Alessandro Bonvicino (also Buonvicino) (c. 1498 – December 22, 1554), more commonly known as Moretto, or in Italian Il Moretto da Brescia, was an Italian Renaissance painter from Brescia, where he also mostly worked. His dated works extend from 1524 to 1554, but he was already described as a master in 1516. He was mainly a painter of altarpieces that tend towards sedateness, mostly for churches in and around Brescia, but also in Bergamo, Milan, Verona and Asola; many remain in the churches they were painted for. Most are on canvas, but a number even of large ones are on wood panel. Only a handful of drawings survive.

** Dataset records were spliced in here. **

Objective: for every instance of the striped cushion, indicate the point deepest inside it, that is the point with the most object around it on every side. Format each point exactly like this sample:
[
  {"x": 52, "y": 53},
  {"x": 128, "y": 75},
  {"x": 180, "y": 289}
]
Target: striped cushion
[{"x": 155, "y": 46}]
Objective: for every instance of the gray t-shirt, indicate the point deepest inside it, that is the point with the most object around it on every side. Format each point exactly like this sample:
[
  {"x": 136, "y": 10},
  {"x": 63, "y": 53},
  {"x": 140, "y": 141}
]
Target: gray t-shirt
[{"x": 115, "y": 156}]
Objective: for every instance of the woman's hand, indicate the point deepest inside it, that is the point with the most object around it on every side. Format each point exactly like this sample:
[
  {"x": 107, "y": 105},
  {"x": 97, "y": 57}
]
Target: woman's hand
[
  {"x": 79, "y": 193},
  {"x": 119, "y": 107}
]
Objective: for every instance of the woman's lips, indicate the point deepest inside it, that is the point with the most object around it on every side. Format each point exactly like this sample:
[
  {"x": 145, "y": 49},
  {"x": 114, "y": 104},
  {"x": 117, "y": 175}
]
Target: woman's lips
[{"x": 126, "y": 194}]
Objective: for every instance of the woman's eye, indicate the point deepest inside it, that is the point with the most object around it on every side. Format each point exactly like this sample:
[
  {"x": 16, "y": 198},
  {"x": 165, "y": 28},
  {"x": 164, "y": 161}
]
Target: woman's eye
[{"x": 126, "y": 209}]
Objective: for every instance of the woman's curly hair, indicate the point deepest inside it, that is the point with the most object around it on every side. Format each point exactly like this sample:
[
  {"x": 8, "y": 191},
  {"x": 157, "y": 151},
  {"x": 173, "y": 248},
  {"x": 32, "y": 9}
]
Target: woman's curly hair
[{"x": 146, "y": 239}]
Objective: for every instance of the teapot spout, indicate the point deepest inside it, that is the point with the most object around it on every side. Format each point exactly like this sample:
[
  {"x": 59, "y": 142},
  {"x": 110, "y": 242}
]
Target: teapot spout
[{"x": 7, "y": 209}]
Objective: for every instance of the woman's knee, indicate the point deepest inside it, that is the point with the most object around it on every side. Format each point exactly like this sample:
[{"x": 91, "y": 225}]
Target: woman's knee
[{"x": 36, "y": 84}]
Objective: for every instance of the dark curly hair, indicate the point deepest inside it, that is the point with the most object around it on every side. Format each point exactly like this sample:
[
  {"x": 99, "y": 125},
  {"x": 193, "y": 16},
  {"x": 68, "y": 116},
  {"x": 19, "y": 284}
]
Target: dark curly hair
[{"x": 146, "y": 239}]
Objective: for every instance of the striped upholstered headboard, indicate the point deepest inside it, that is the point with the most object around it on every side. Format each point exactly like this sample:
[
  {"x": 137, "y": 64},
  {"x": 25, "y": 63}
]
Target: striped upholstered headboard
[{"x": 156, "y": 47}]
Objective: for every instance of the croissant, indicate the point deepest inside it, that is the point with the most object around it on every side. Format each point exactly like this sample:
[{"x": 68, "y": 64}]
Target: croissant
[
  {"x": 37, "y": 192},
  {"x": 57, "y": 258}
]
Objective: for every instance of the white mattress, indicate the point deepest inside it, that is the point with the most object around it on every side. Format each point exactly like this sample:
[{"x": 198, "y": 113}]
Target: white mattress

He also painted a few portraits, but these are more influential. A full-length Portrait of a Man in the National Gallery, London, dated 1526, seems to be the earliest Italian independent portrait at full-length, all the more unexpected as the "sitter", though clearly a wealthy nobleman, shows no sign of being from a princely ruling family. This format, and the background of an exterior largely closed off by a column the man leans on, was taken up by his main assistant Giovanni Battista Moroni, who mainly painted portraits, and was one of the most important portraitists of the mid-16th century.
He was a prominent and pious citizen of the small city of Brescia, belonging to at least two of the most prominent confraternities.